House debates

Wednesday, 10 October 2012

Bills

Dental Benefits Amendment Bill 2012; Second Reading

4:14 pm

Photo of Scott BuchholzScott Buchholz (Wright, Liberal Party) Share this | Hansard source

Mr Deputy Speaker, I acknowledge your new position here in this House. There are people in this place that one tends to model themselves on and there are good men and women in this House. You have displayed statesmanlike qualities, which I have tried to emulate, and I praise you. For your contribution and ongoing contribution to the House, due recognition has been bestowed upon you with your recent election as Deputy Speaker. I acknowledge that as a position well fitted.

I rise to speak on the Dental Benefits Amendment Bill 2012 that is currently before the House. The bill makes amendments to the Dental Benefits Act 2008, changes that do not assist people who are in need of dental services right now or those undergoing current treatment plans. This change is designed to give this Labor government its own authored dental scheme. We the coalition would not mind so much if the bill actually improved the scheme that the coalition, under Tony Abbott as the then health minister, presented to the Australian people and that has been delivering dental services ever since.
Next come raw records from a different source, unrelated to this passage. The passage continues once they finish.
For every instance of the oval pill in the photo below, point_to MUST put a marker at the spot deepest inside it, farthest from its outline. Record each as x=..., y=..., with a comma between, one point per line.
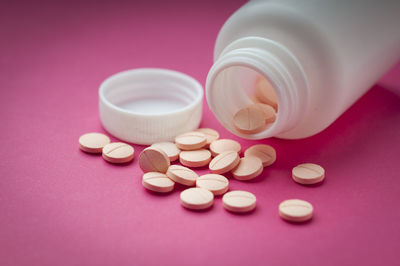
x=224, y=162
x=265, y=93
x=196, y=198
x=169, y=148
x=191, y=141
x=93, y=142
x=118, y=152
x=196, y=158
x=217, y=184
x=249, y=120
x=153, y=159
x=210, y=134
x=308, y=173
x=157, y=182
x=248, y=168
x=182, y=175
x=265, y=153
x=239, y=201
x=295, y=210
x=221, y=145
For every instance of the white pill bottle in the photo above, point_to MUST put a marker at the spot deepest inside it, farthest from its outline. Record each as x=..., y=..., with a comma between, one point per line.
x=320, y=56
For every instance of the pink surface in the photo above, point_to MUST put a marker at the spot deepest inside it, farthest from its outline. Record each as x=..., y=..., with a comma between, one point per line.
x=60, y=206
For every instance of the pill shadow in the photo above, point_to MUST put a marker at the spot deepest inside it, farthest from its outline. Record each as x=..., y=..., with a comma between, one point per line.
x=305, y=223
x=252, y=212
x=199, y=211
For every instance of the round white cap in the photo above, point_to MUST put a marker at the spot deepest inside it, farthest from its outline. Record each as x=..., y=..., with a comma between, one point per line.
x=148, y=105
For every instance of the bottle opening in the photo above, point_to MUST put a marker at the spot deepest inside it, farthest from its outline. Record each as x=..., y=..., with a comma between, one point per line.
x=250, y=104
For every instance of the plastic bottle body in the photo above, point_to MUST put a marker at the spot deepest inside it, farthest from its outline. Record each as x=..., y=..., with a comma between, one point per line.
x=320, y=56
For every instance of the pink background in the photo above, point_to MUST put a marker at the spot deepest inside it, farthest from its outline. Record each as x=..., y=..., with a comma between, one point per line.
x=60, y=206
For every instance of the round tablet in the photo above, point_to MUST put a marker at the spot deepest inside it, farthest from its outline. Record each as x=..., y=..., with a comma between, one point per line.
x=157, y=182
x=153, y=159
x=221, y=145
x=210, y=134
x=191, y=141
x=224, y=162
x=249, y=120
x=249, y=167
x=118, y=152
x=308, y=173
x=268, y=111
x=197, y=158
x=93, y=142
x=265, y=93
x=239, y=201
x=264, y=152
x=197, y=198
x=295, y=210
x=182, y=175
x=217, y=184
x=169, y=148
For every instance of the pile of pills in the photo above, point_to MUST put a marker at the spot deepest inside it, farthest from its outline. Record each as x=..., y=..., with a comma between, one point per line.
x=201, y=148
x=257, y=116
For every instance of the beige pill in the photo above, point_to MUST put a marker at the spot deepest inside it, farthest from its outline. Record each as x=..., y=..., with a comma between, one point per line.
x=157, y=182
x=118, y=152
x=153, y=159
x=197, y=158
x=169, y=148
x=249, y=120
x=93, y=142
x=217, y=184
x=268, y=111
x=221, y=145
x=182, y=175
x=224, y=162
x=308, y=173
x=248, y=168
x=265, y=93
x=295, y=210
x=191, y=141
x=196, y=198
x=239, y=201
x=265, y=153
x=210, y=134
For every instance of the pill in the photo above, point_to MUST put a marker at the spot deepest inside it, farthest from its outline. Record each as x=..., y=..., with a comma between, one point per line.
x=169, y=148
x=217, y=184
x=249, y=120
x=248, y=168
x=118, y=152
x=153, y=159
x=191, y=141
x=210, y=134
x=197, y=158
x=295, y=210
x=93, y=142
x=308, y=173
x=182, y=175
x=265, y=93
x=239, y=201
x=264, y=152
x=221, y=145
x=157, y=182
x=196, y=198
x=224, y=162
x=268, y=111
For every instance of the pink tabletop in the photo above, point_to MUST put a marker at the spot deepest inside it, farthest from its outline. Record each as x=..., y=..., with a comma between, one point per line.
x=60, y=206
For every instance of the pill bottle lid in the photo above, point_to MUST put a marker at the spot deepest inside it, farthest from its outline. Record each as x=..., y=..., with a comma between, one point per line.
x=148, y=105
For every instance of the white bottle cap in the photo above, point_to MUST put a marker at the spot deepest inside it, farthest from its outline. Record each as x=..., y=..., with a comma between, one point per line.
x=149, y=105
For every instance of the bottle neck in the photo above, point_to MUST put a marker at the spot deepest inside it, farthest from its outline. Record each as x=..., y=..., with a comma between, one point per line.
x=230, y=83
The member for Banks, the previous speaker, referred in his speech to those people who could least afford dental care. One of the flaws in the bill that is currently before the House is that it punishes the very people he was claiming to represent. This bill in its entirety affects those people who can least afford it. It creates a gap until the proposed government scheme would come in. It leaves a void. No speakers from the other side have mentioned this in their speeches. I think they are not mentioning it because it must be evident that their electorate will be affected by this oversight. This government in its explicit wisdom has chosen to delay the start of the program till 1 January 2014 for children and 1 July for adults but closed the current program on 30 November this year. That is quite a gap, as will be the gaps in the mouths of patients requiring dental treatment right now.

Up until these start dates it will be 13 months for children and 19 months for adults. That is inexcusable in this country when the Treasurer boasts on the floor of this parliament about how wealthy we are, how great the country is fiscally and what strength we have. Dental care will be taken away from a class of people in our community for up to 19 months, depending on their age demographic. The Australian people and the people of Wright, whom I represent, have no choice but to suffer yet again because of this government's hasty policy tactics. These hasty tactics include rushing this bill through the parliament without providing the appropriate details. This does nothing to help this parliament to put into action in this country clean and healthy policies. It only proves this government's contempt of the Australian people.

It is somewhat ironic that we are looking at a health issue and yet the government cannot even exercise healthy methods of policy development. We have a government with such contempt that they have decided it is good policy to close on 30 November this year the Medicare Chronic Disease Dental Scheme, which has provided some 20 million services since 2007. No new patients have been able to access services after 7 September, leaving a 13-month gap in the availability of services—13 months of being left in the dark; 13 months of Nurofen, cold packs and whatever other remedies patients can find to soothe their abscesses, broken teeth and various other dental ailments that children suffer.